The dilemma around generating sufficient margins to support content development and distribution really goes beyond traditional publishers and into the fabric of most for-profit internet sites too. An exploding distribution channel is affiliate networks. Firms that rely on affiliates to drive traffic and revenue will, for the most part, inevitably experience diminishing returns as affiliates compete to capture a share of the clicks and dollars in their chosen vertical as they insert themselves into the value chain as yet another middleman trying to game the Google system. Those that add real value and are rewarded with sustainable traffic will prosper, but firms that rely on a search engine arbitrage by buying placement more efficiently will be commoditized.
We are witnessing the rise of the middleman's middlemen. SEO firms are paid a slice of the pie to game the Google algorithm, affiliates are paid a slice of revenue for capturing traffic and the list of fractional middlemen has spread throughout the internet value chain. Unfortunately, the weight of all this 'optimization' breaks two fundamental drivers of the internet economy. Permacheap groans under the weight of so many hands in the revenue or margin pocket and trust suffers from SEO wrath.
Nick Carr, recently posted an interesting perspective here where he argues:
"Where the real money ends up is at the one point in the system where traffic is concentrated: the Google search engine. Google’s overriding interest is to (a) maximize the amount and velocity of the traffic flowing through the web and (b) ensure that as large a percentage of that traffic as possible goes through its search engine and is exposed to its ads".
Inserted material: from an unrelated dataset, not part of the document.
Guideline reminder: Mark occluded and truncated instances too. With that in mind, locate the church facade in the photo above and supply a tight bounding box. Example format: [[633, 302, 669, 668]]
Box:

Taken another way, the goal of Google is to encourage permacheap content and to lower the price of conducting commerce. These are noble and reinforcing objectives. Free quality content drives traffic. Traffic brings advertisements and companies that are middlemen in the ad placement business then prosper. Likewise, internet commerce drives internet based advertising. Google's success has been around throwing friction out the door. It's unfortunate that Google's ecosystem looks for an open window enabling friction, under another name to jump right back in.